HOME

「『トマス・グラバーの生涯ー大英帝国の周縁にて』を読んで」
2012/10/08 (月) 17:01 渡部 修

・「(1859年)9月19日、昼下がり。気温33度、長崎らしい気候だ…」で始まる『トマス・グラバーの生涯ー大英帝国の周縁にて』を読んだ。153年前も今年同様暑い9月だったようだ。著者はグラバーと同郷、スコットランド出身のマイケル・ガーディナ氏。日本女子大、千葉大で講師、助教授を務め、現在、本国のウォリック大学教授。1970年生まれの新進気鋭の研究者だ。本書の冒頭で、敢えて“長崎で平和活動にたずさわる人々に”と謳っている。パシフィストである。

・さてグラバーというと、一般的には『蝶々夫人』の舞台となったとされる長崎のグラバー邸の主として知られる。が、実際には日本の近代化に大いに貢献した英貿易商である。我々よく目にする写真のグラバーは髭を蓄え老成しているが、彼の来日時は実に21歳の若者だったのである。海軍(沿岸警備隊、大尉)あがりの造船業者を父に持つ。その彼が半世紀以上に亘り日本で活躍、永住する結果になった。この間の彼の主な治績としては茶、生糸などを扱う本業は勿論のこと、造船、蒸気機関車の導入、造幣、炭鉱経営、ビール醸造、三菱財閥の顧問など多岐に亘るが、彼が最も心血を注いだのは幕末・維新回天期における武器・艦船などの調達、斡旋といった取引とそれに関わる様々な活動なのである。
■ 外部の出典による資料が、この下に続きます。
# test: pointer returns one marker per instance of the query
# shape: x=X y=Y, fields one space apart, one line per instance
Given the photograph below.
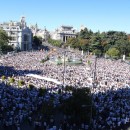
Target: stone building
x=21 y=35
x=44 y=33
x=63 y=33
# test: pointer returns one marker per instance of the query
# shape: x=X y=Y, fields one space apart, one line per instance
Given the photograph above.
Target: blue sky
x=102 y=15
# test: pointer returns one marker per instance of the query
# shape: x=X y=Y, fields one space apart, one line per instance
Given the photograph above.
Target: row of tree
x=113 y=43
x=4 y=40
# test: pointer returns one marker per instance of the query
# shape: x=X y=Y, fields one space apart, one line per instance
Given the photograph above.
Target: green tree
x=37 y=41
x=4 y=40
x=113 y=52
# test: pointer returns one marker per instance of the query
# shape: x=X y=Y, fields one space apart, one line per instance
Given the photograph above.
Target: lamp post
x=64 y=70
x=95 y=69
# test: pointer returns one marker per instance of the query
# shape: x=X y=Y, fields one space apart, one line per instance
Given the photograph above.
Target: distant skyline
x=97 y=15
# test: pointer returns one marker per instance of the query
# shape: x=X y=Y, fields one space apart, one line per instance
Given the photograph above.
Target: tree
x=37 y=41
x=113 y=52
x=4 y=40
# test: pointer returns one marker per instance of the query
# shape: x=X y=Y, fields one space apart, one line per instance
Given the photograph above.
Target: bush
x=21 y=83
x=3 y=77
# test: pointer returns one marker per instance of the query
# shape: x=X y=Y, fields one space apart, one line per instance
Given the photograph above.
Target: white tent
x=44 y=78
・日本近代史でまずグラバーが評価されるのは「長州五人組」 (伊藤俊輔、井上聞多、山尾庸三、遠藤謹助、野村弥吉=井上勝)、及び「薩摩藩士19人」の英国留学を手配した件だが、本書によると前者に関してはグラバーは深入りしておらず、ジャーディン・マセソン商会のS・J・ガワー氏の手引きによるとしている。グラバーは「自分が最重要視している薩摩藩との『貴重な信頼関係』が崩れかねないと感じて、長州藩の侍には用心をしていた」という。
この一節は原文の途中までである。